Bericht: MSV vs. Energie Cottbus (3:2)

Wiedergutmachung nach Pokalpleite geglückt

Nur wenige Tage nach dem enttäuschenden Aus im Niederrheinpokal in OB erwartete ein jeder Duisburger eine anständige Wiedergutmachung vom eigenen Team. Dabei wollen wir uns nicht falsch verstehen: Selbstverständlich kann man sich über die Bedeutung des Niederrheinpokals streiten. Doch kein Blau-Weißer verliert gerne, und dann noch so kläglich, bei RWO. Wie dem auch sei, unser primäres Ziel ist und bleibt der Aufstieg in Liga 2 und da galt es am 33. Spieltag daheim gegen den Absteiger aus Cottbus die unfassbare Heimserie weiter auszubauen.

Zum Warmmachen beider Teams richteten wir in Form eines Transpas eine deutliche Nachricht an unsere Kicker.

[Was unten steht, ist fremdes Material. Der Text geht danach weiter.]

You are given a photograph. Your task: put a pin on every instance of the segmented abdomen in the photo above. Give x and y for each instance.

Diese schienen sich die Herren von Lettieri zu Herzen genommen zu haben. Nach nur 8 Minuten klingelte es im Kasten, als Onuegbu völlig freistehend nach einer absoluten Sahne-Vorarbeit von Dausch zur Führung einköpfen konnte. Anschließend drückte Meiderich auf das 2:0. Völlig aus dem Nichts fiel in Minute 30 der Ausgleich für die Ossis. In den letzten Spielen konnte man den Trend erkennen, dass unsere Kicker in der Überlegenheit oft völlig unnötige Gegentore kassieren.
In der zweiten Hälfte spielte der MSV weiter munter auf das Tor der Gäste. Nach einer Stunde machte man den Sack durch ein Traumtor von Wolze und ein Kopfballtor von Bajic zu. Der Anschlusstreffer zum 3:2 Endstand in der Nachspielzeit brachte uns nicht weiter in Bedrängnis. Sieg!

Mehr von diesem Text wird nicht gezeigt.